San Francisco--Our strike at San Francisco Institute of English (teaching English as Second Language) with its teaching staff of 11 people was about the lack of healthcare. Healthcare was taken away in 2004, because after 9/11 homeland security reduced the number of student visas they issued, thus reducing enrollment in the school. The management asked the workers to "share the suffering" which was going to be temporary.

People have not had any cost of living increases. One teacher, who had been there for 12 years, had only three raises which were in the first three years. There is no policy for any other raises, no allowance for seniority, no allowance for cost of living increases.

The school is run as a not-for-profit by a couple.
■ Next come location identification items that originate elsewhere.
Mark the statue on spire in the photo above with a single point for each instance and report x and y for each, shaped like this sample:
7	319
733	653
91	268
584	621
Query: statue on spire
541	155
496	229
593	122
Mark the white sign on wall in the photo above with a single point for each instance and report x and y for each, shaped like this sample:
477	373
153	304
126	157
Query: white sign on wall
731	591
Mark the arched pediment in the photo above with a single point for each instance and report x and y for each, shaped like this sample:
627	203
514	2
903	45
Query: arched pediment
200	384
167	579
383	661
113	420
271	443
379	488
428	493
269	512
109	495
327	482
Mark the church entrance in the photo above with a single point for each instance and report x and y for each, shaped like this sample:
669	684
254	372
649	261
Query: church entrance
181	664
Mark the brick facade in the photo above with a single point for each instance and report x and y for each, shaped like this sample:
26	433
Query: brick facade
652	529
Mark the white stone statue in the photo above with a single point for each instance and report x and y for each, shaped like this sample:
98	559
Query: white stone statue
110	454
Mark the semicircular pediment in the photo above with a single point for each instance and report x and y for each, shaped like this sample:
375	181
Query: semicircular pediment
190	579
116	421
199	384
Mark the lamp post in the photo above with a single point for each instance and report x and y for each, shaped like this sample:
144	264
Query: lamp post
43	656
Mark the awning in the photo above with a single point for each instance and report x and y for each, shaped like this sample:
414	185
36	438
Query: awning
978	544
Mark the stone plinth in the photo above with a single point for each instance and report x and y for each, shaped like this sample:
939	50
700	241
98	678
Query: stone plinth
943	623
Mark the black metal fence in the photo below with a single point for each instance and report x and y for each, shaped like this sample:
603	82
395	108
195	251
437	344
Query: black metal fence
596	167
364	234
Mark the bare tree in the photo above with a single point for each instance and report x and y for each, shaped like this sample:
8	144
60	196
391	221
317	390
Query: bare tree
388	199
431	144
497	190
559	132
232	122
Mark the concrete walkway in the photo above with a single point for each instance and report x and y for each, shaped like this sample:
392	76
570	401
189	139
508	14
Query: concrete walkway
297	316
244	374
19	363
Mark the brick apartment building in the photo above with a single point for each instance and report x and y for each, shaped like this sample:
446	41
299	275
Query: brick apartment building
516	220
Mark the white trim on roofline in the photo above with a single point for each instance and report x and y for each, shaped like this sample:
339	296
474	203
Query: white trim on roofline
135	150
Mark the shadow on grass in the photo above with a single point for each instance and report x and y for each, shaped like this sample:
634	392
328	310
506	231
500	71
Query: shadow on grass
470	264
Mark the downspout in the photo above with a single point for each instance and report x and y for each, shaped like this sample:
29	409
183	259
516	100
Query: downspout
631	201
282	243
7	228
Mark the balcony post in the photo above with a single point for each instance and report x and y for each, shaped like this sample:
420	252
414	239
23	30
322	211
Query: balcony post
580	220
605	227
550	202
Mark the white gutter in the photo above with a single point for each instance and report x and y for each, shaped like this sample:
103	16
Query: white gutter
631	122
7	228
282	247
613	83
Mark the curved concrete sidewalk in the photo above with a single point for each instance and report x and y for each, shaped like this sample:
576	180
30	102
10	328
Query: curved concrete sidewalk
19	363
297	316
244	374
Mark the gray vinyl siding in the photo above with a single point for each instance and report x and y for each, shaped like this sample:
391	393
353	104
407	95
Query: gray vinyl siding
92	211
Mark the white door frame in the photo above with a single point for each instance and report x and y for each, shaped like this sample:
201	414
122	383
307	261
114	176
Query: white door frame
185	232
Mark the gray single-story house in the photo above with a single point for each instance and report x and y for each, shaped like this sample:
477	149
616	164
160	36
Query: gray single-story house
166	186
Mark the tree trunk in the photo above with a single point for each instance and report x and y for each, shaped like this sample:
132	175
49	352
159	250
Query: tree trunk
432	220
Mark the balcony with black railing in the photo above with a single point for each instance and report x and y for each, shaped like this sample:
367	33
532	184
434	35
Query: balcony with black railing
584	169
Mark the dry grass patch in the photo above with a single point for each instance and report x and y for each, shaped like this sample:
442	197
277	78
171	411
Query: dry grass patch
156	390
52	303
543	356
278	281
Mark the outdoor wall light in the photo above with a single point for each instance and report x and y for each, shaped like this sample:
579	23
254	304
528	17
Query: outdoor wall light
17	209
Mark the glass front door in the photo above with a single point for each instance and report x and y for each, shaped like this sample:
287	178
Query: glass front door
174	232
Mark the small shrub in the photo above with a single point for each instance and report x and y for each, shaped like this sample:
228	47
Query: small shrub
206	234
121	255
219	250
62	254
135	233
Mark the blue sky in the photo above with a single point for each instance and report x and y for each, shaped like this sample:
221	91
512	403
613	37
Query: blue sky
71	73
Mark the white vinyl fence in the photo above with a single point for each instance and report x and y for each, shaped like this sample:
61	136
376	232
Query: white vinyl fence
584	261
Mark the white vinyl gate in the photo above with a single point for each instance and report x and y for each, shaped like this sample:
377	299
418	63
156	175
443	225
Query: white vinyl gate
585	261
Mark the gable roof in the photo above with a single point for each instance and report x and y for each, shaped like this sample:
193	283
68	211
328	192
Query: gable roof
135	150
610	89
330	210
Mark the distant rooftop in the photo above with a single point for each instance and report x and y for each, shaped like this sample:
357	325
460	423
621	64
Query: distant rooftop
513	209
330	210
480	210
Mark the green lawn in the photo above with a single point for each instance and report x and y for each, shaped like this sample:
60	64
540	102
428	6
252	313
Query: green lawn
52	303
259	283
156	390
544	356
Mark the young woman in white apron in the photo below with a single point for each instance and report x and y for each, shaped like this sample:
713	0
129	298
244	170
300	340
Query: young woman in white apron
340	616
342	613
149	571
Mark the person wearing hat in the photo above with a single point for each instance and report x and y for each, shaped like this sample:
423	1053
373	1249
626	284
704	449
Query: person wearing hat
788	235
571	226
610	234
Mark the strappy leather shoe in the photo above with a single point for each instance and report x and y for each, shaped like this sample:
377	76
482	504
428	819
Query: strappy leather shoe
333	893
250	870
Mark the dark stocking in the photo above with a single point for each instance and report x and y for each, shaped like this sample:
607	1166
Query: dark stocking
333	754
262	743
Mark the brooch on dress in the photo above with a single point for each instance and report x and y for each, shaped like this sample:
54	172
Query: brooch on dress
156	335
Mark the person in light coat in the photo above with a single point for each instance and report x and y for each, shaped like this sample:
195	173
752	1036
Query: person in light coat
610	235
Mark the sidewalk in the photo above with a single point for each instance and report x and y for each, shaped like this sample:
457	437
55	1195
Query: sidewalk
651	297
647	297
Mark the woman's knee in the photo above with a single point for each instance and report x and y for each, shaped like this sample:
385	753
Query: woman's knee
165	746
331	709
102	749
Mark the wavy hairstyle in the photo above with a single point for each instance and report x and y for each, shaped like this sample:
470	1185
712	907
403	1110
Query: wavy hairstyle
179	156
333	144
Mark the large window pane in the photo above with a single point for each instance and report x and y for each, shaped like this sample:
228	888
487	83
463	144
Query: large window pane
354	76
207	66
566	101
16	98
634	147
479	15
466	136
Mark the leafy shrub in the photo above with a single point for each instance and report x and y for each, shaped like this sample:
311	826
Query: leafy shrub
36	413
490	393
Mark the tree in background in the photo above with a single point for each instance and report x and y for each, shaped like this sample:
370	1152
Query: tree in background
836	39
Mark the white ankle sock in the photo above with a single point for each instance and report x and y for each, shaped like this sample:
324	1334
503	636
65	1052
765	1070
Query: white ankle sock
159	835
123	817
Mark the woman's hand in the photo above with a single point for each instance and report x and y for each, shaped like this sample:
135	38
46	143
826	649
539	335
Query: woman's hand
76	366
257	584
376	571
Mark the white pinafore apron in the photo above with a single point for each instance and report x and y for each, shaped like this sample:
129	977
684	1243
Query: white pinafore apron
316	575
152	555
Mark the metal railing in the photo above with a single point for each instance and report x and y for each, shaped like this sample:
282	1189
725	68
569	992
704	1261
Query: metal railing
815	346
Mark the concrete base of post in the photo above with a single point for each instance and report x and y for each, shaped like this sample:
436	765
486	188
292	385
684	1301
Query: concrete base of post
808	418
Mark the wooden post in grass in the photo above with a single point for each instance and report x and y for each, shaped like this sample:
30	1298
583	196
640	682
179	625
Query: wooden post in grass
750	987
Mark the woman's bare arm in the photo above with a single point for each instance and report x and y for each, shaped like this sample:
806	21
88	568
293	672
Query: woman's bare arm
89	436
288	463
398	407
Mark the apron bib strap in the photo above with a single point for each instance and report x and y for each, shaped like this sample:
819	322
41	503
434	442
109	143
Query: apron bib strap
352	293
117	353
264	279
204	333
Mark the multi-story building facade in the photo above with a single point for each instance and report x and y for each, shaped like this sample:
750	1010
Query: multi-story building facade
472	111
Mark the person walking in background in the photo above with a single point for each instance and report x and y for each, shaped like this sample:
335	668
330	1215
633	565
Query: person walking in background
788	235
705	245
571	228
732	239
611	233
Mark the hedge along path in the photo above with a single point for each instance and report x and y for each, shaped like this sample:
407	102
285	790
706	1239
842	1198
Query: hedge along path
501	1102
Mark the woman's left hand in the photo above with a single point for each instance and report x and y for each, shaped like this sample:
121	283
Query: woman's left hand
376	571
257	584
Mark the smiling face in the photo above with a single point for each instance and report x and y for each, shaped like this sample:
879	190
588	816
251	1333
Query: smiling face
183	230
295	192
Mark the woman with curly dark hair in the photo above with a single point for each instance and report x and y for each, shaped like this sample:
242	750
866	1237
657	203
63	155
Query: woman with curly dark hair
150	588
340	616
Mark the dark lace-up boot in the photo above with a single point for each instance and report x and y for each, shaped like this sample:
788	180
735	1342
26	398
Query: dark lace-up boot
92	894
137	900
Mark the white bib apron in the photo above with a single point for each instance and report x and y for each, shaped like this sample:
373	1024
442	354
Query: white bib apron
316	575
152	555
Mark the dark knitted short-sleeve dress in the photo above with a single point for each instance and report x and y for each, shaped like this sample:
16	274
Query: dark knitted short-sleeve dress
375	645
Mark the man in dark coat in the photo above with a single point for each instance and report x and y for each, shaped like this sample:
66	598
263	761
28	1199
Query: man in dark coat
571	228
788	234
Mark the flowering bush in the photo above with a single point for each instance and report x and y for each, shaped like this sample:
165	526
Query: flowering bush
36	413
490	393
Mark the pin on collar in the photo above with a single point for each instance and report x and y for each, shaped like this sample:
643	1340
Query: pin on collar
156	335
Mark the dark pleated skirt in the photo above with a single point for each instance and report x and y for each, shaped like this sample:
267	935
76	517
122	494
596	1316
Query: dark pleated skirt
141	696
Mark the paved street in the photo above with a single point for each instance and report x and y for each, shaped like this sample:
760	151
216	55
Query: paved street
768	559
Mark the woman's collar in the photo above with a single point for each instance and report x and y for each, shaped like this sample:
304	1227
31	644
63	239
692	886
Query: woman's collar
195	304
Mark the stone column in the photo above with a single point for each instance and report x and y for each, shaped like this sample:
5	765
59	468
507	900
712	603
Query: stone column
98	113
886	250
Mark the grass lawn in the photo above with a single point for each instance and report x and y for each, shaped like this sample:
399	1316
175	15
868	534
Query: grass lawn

During the whole year I worked there, I had not seen the executive director nor his girlfriend who was the assistant director until about a month before the strike. We found from the school's tax returns they each made over $100,000 per year totaling between them a quarter million dollars. Additionally he got $25,000 in benefits, she got $16,000 in benefits. The teachers average about $18,000 per year.

At a holiday party in December one of the teachers asked, jokingly, "when are we going to get our healthcare?" Our supervisor said "it ain't gonna happen." That was the catalyst for us starting to organize.

We drafted our demands: across the board 30% wage increase and fully paid healthcare benefits. Policy was completely arbitrary. We want clear policies, a grievance procedure, and job security. In our letter of demands signed by 7 of the 11 staff, we asked them to address all these issues.

We presented our letter of demands on Wednesday, March 13. Management said they would need a long time to think about it. We gave him until Friday. Thursday, they offered us a 3% per year raise based on the number of years we’ve been there. But it would apply only to about half the staff. There was no healthcare promise at all. On Friday, we all came from our second or third jobs to meet with them and they failed to show. We got to the school at 7:00 p.m. and it was closed.

Monday morning we decided to strike. We had a lot of community support from labor, teachers, and unions like the American Federation of Teachers (AFT) Local 2121 from City College of San Francisco. We had an overwhelming majority of the students with us. A lot of them are from poor Third World countries, who said they have better healthcare than we did. By Wednesday one student told us there were only seven students, when normally there would have been between 50 and 60 for the evening classes.

By Thursday, two teachers who felt the management was not going to budge, resigned. Up until then we had a majority, but with them resigning, others would either resign or stop striking. By the end of the day, to thank the students, we took our strike fund of $600, and had a pizza party. It gave us a sense of closure, because the resignations really ended the strike.

We are calling a general meeting for ESL teachers in San Francisco. We have teachers from four schools. The various independent schools are merging (just like healthcare providers), becoming national chains. Kaplan, a national test-preparation service that also does ESL, merged with Aspect, another national chain. When they merged, they tried to lower every teacher's salary and benefits to the lowest level of any of the merging schools. Those ESL teachers are all angry and talking about striking. We would like to propose that we form an association and share information, create linkages that will allow the next strike to be won and stop the Walmartization of education.